Back in Spring 2015, Noah actually met Redford when he took part in the Sundance Directors Lab and played the lead in director Brent Green’s Untitled Loveless Fable, where out of two hundred directors, actors, and screenwriters, he was the youngest person invited. During this lab he learned that it was ok to improvise lines and experiment with scenes. “I was actually lucky enough to be among many people and I was the only kid there,” he says. “It was definitely a learning experience.”

Noah was attending summer camp when the call that he landed the role came. When the show premiered a year later (July 2016), he was once again at summer camp, and since he was cut off from media, he missed the viral commotion the show caused.

Noah says his favorite thing about acting is the ability to be someone else: “Where you don't have to be your own person, you could transition into this whole different characters, demeanors, I love being in another time period where everything's all different.” It seems most of his roles comprise of him being in a different time period, including his role in the short film The Circle with Ryan Phillippe that was based during the Great Depression: “It was pretty cool because the entire film was filmed on one drone.”

Aside from being in movies and television shows, Noah can also add acting in a music video to his resume.
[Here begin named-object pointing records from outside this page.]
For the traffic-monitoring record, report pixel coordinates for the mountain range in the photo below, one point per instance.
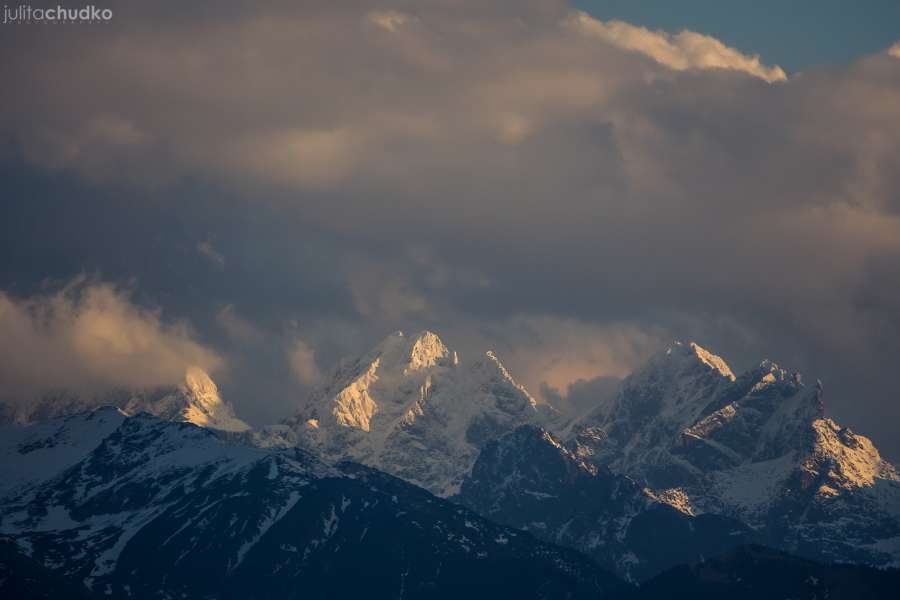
(414, 473)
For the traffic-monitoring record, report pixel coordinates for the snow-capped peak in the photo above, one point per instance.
(427, 351)
(411, 408)
(204, 406)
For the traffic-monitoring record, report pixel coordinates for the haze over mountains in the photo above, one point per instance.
(686, 461)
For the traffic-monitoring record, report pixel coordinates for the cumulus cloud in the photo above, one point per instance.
(90, 336)
(894, 50)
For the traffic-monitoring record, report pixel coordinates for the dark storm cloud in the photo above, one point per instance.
(298, 181)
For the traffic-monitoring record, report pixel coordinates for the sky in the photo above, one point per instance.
(796, 34)
(262, 191)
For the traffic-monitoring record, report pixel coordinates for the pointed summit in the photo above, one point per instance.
(692, 354)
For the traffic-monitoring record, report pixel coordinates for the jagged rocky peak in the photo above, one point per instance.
(410, 407)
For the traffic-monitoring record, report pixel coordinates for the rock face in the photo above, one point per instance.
(157, 509)
(528, 480)
(411, 408)
(757, 448)
(195, 400)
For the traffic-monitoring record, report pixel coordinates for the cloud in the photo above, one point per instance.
(90, 336)
(685, 50)
(568, 191)
(237, 328)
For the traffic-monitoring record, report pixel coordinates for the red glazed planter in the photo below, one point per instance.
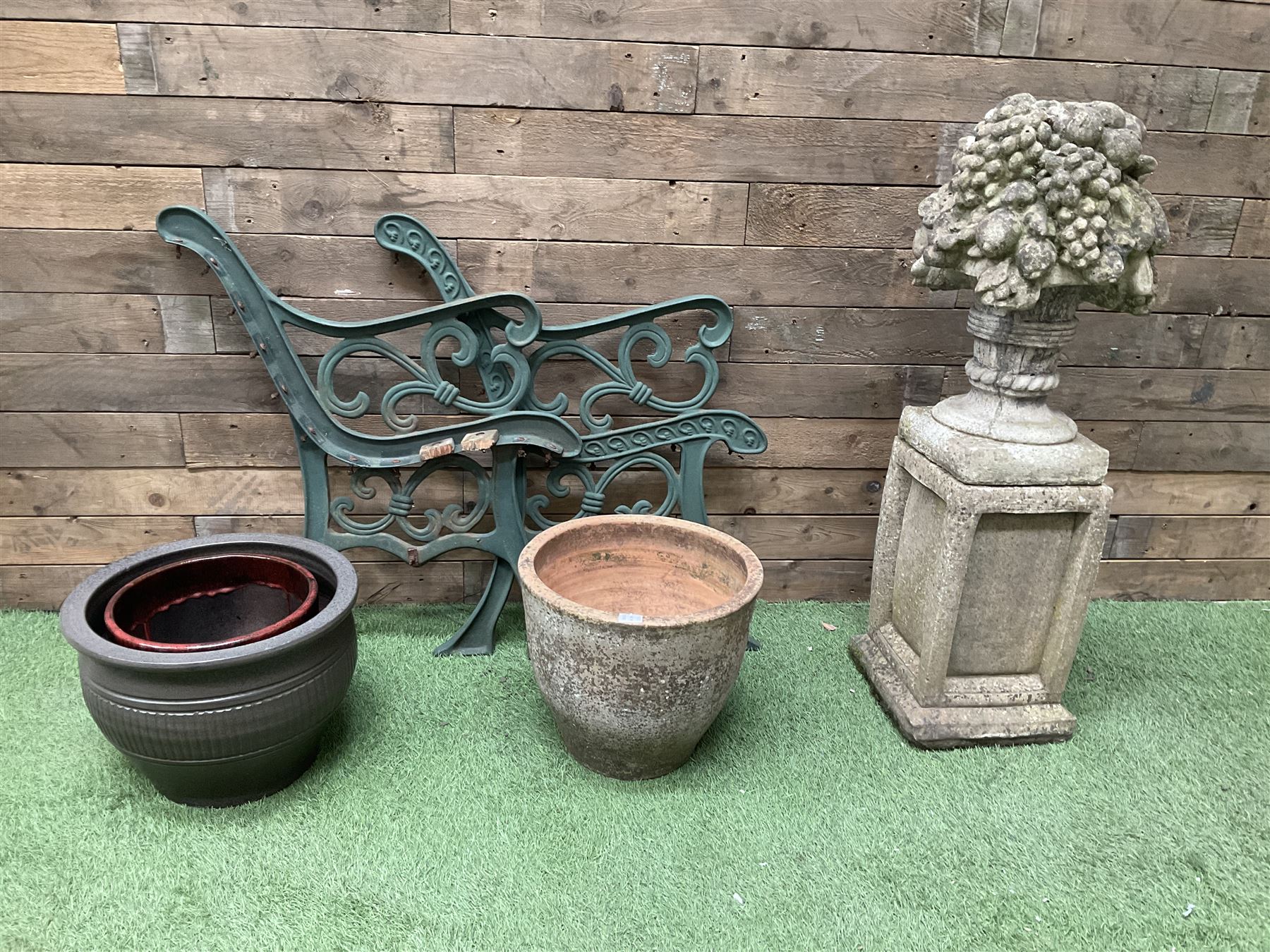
(239, 598)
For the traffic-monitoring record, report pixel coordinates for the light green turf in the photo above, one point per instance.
(444, 812)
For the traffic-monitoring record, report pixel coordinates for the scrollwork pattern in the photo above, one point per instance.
(425, 374)
(593, 490)
(450, 518)
(622, 380)
(738, 432)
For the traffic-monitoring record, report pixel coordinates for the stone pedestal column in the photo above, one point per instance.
(995, 512)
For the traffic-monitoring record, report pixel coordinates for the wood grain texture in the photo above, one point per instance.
(128, 263)
(1187, 32)
(1192, 537)
(1238, 343)
(249, 133)
(1156, 579)
(540, 140)
(411, 68)
(59, 57)
(1206, 447)
(344, 14)
(1189, 494)
(480, 206)
(150, 492)
(68, 541)
(972, 27)
(93, 196)
(743, 276)
(852, 84)
(123, 324)
(713, 147)
(884, 216)
(1241, 103)
(1252, 238)
(938, 336)
(97, 439)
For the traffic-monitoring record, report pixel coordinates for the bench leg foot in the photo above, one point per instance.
(476, 636)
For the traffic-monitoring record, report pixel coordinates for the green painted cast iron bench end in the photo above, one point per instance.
(476, 358)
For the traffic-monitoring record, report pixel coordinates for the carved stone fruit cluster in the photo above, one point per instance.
(1046, 193)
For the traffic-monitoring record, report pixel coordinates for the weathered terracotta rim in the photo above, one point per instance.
(533, 582)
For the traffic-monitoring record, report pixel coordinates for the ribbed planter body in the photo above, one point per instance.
(222, 726)
(636, 630)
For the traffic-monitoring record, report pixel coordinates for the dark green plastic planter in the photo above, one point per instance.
(222, 726)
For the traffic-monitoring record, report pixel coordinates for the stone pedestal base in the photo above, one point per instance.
(979, 592)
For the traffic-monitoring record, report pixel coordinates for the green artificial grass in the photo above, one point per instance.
(445, 814)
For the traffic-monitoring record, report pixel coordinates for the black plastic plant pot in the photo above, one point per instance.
(217, 726)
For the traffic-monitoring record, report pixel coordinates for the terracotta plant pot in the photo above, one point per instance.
(219, 725)
(636, 631)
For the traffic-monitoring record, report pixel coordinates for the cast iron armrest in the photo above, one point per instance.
(517, 428)
(709, 336)
(519, 334)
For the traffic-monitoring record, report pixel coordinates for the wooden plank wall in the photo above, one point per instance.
(598, 154)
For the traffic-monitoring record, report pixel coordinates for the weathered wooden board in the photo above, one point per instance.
(125, 324)
(144, 382)
(1252, 238)
(152, 492)
(855, 84)
(1189, 32)
(406, 68)
(250, 133)
(927, 25)
(1192, 537)
(1187, 493)
(480, 206)
(92, 196)
(59, 57)
(1213, 285)
(88, 539)
(1206, 447)
(819, 580)
(1123, 393)
(1238, 343)
(713, 147)
(576, 271)
(1195, 164)
(398, 583)
(885, 216)
(90, 439)
(40, 587)
(343, 14)
(130, 263)
(766, 390)
(1195, 579)
(939, 336)
(1241, 103)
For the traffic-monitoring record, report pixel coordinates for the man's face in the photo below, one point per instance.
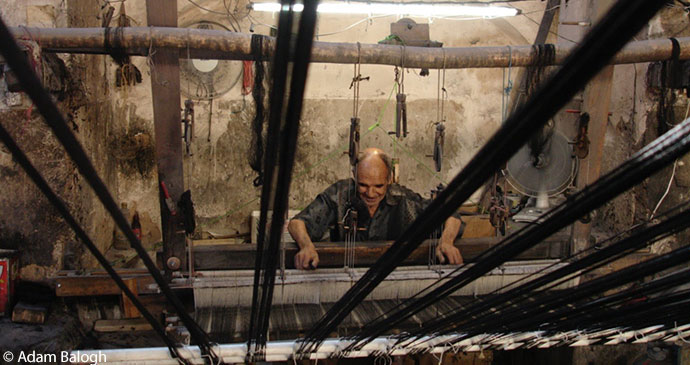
(372, 176)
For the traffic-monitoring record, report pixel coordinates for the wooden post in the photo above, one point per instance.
(542, 35)
(165, 90)
(596, 101)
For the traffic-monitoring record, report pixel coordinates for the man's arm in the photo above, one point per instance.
(307, 252)
(446, 249)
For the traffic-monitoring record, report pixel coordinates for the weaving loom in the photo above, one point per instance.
(429, 304)
(222, 298)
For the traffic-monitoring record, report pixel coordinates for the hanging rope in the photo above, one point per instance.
(598, 47)
(55, 120)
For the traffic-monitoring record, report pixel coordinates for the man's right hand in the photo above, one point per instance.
(307, 258)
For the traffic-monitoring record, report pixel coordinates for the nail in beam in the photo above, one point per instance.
(216, 44)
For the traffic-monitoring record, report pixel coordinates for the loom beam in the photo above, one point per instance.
(216, 44)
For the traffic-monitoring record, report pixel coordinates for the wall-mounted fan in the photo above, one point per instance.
(208, 79)
(542, 174)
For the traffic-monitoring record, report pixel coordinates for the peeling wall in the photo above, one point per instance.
(116, 128)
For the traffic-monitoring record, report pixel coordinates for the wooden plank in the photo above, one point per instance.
(216, 242)
(229, 257)
(165, 89)
(121, 325)
(87, 285)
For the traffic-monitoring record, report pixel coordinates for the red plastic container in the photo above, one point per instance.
(8, 275)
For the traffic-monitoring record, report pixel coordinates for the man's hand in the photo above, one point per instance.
(307, 258)
(447, 253)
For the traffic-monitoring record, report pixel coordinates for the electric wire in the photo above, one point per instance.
(504, 295)
(545, 307)
(623, 20)
(44, 103)
(524, 293)
(647, 161)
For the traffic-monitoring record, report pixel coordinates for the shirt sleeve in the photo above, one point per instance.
(320, 213)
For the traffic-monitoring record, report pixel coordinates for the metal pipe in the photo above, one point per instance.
(217, 44)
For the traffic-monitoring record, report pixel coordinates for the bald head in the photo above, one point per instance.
(374, 159)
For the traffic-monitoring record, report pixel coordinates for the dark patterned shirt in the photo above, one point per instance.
(398, 209)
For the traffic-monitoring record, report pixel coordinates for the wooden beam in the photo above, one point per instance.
(216, 44)
(517, 92)
(95, 284)
(165, 90)
(129, 310)
(242, 256)
(121, 325)
(596, 101)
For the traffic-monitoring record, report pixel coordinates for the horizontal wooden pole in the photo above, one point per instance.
(242, 256)
(98, 284)
(217, 44)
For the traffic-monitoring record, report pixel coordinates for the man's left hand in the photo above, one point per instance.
(448, 254)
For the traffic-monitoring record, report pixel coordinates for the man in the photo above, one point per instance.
(384, 209)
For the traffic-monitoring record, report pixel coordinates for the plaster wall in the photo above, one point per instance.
(116, 123)
(218, 173)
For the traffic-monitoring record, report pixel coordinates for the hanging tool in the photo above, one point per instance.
(354, 121)
(582, 142)
(188, 125)
(401, 103)
(438, 145)
(439, 136)
(354, 141)
(401, 115)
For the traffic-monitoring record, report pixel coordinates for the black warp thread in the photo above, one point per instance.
(545, 56)
(256, 150)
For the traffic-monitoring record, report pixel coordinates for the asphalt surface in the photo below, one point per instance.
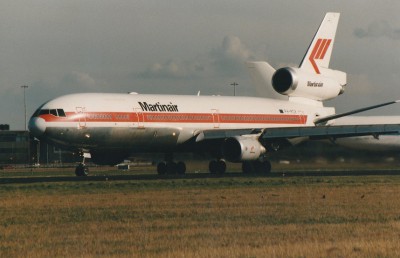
(93, 178)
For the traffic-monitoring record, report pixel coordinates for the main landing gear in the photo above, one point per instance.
(82, 169)
(256, 167)
(217, 166)
(171, 168)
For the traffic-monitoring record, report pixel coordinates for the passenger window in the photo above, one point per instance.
(44, 112)
(61, 112)
(53, 112)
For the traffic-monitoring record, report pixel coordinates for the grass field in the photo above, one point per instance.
(235, 216)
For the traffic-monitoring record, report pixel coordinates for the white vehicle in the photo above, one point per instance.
(239, 129)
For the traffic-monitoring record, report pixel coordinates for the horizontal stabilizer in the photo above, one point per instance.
(328, 118)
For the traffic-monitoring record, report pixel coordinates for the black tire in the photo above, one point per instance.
(162, 168)
(181, 168)
(171, 168)
(221, 166)
(81, 170)
(247, 167)
(213, 167)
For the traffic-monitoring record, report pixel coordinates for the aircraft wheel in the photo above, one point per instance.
(171, 168)
(213, 167)
(247, 167)
(262, 167)
(221, 166)
(181, 168)
(81, 170)
(162, 168)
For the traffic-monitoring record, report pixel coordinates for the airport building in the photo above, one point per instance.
(15, 146)
(21, 148)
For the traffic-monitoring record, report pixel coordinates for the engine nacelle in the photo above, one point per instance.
(242, 148)
(108, 157)
(295, 82)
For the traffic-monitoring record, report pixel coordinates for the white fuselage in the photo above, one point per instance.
(158, 122)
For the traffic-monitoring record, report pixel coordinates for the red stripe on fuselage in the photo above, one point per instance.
(155, 117)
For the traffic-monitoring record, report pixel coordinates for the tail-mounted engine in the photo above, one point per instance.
(242, 148)
(295, 82)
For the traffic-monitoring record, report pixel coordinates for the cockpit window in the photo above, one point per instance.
(61, 112)
(55, 112)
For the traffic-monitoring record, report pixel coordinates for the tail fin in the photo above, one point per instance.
(319, 52)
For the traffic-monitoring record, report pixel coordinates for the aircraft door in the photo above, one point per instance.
(139, 117)
(215, 115)
(81, 112)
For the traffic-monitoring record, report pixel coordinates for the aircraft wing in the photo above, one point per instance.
(312, 132)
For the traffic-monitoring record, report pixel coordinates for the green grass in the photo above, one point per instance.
(233, 216)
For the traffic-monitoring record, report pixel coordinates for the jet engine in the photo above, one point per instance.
(242, 148)
(295, 82)
(108, 157)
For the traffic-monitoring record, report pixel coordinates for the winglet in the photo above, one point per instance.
(319, 52)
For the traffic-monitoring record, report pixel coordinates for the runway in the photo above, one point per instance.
(145, 176)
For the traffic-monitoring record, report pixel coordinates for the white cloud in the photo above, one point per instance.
(378, 29)
(229, 58)
(173, 69)
(79, 80)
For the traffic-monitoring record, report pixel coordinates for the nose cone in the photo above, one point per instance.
(37, 126)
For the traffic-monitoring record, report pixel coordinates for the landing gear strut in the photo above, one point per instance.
(82, 169)
(170, 167)
(256, 167)
(217, 166)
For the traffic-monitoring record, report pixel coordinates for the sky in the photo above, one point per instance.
(182, 47)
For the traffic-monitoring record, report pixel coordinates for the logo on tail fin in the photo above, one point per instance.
(319, 52)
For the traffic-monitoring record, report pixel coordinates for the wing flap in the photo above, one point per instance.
(313, 132)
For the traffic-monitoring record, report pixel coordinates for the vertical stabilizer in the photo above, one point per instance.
(319, 52)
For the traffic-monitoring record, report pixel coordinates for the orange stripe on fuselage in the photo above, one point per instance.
(162, 117)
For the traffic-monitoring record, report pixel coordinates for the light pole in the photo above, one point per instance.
(24, 87)
(234, 84)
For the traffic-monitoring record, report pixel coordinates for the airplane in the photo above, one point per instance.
(109, 127)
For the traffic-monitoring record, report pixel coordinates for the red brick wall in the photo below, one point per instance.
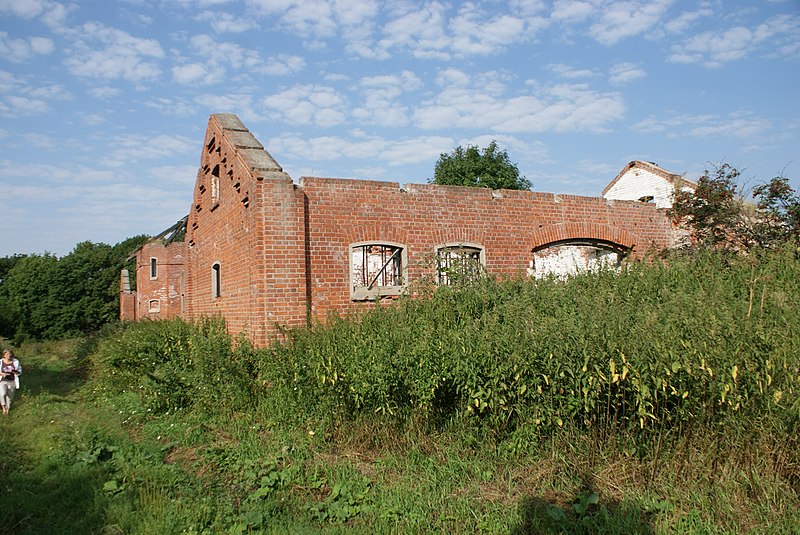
(167, 287)
(255, 232)
(285, 249)
(507, 224)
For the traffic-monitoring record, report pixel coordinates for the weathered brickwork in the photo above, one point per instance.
(263, 252)
(160, 283)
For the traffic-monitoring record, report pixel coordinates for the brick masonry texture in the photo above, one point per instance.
(283, 249)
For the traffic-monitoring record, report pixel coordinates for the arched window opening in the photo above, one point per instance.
(459, 264)
(572, 257)
(216, 280)
(376, 270)
(215, 185)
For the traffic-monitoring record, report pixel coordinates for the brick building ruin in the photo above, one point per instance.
(264, 252)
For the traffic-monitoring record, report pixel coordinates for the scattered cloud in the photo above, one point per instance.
(715, 48)
(223, 22)
(686, 19)
(622, 73)
(120, 54)
(316, 105)
(283, 65)
(559, 108)
(737, 124)
(572, 10)
(620, 20)
(565, 71)
(21, 50)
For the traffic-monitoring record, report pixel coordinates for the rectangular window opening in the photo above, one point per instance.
(376, 270)
(459, 264)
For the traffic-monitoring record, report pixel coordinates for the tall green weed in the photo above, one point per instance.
(696, 339)
(173, 364)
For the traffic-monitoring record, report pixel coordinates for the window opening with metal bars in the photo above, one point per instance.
(456, 264)
(377, 269)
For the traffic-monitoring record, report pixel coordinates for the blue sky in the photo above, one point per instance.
(104, 104)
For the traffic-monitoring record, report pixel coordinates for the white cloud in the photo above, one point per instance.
(452, 77)
(380, 99)
(104, 92)
(21, 50)
(51, 13)
(193, 73)
(318, 18)
(572, 10)
(421, 30)
(283, 65)
(222, 53)
(121, 55)
(131, 149)
(475, 33)
(565, 71)
(307, 105)
(780, 35)
(18, 98)
(223, 22)
(560, 108)
(415, 150)
(685, 20)
(619, 20)
(622, 73)
(737, 125)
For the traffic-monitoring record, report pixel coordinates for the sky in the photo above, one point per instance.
(104, 104)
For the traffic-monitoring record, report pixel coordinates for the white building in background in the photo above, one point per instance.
(647, 182)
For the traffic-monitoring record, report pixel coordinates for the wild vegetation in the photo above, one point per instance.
(663, 399)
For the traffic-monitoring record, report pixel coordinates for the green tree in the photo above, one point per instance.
(778, 220)
(484, 168)
(713, 212)
(26, 295)
(717, 215)
(44, 297)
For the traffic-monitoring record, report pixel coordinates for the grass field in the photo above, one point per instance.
(144, 432)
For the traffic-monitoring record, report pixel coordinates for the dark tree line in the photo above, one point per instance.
(43, 297)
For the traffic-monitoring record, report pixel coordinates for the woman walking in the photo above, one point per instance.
(10, 371)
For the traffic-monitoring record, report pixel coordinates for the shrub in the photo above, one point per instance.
(173, 364)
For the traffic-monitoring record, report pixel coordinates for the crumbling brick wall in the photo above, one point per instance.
(160, 281)
(246, 232)
(263, 252)
(508, 225)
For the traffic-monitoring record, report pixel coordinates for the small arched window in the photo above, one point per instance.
(376, 270)
(215, 185)
(459, 263)
(216, 280)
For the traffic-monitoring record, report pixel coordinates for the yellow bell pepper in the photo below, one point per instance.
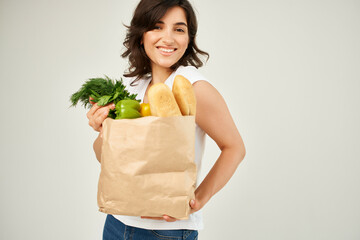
(145, 109)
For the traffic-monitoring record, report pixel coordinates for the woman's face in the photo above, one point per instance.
(168, 41)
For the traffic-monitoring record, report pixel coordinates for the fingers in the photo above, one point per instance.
(90, 100)
(165, 217)
(194, 205)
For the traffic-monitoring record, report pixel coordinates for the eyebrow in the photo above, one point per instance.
(176, 24)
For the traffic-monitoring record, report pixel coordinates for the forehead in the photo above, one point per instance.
(174, 15)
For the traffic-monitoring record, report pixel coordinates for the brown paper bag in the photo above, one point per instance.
(147, 166)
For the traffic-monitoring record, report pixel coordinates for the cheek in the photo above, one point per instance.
(184, 42)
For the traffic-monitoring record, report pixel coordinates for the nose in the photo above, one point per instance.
(167, 37)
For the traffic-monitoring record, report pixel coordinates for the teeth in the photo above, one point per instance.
(166, 50)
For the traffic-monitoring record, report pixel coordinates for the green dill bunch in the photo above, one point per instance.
(102, 90)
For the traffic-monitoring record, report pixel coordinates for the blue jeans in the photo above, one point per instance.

The music video was for the song “LA Devotee” by Panic! At The Disco: “My mom had a few friends who actually wanted to do it with me and we worked together and I said ‘Oh, that sounds so cool, a music video. It's so different from everything I've done before.’” Noah also mentioned that when they told him he was going to do the video, he remembers having to memorize the lyrics so he could mouth the words. He walked around in circles in the basement repeating the words continuously, “and now I can't get it out of my head anymore.”

For Noah and his Stranger Things future, he’s most looking forward to seeing what his character has in store for him: “I'm excited to see where my character goes and how they write, if he becomes evil or what happens.”

Saying that since Will Byers throws up that slug at the end of the season, it’s hinting that something's going to happen with that monster inside him. As far as other endeavors are concerned, his latest movie role was in We Only Know So Much, which is in postproduction and slated for release this year.

You don't have to be your own person, you could transition into these whole different characters, demeanors, I love being in another time period where everything's all different."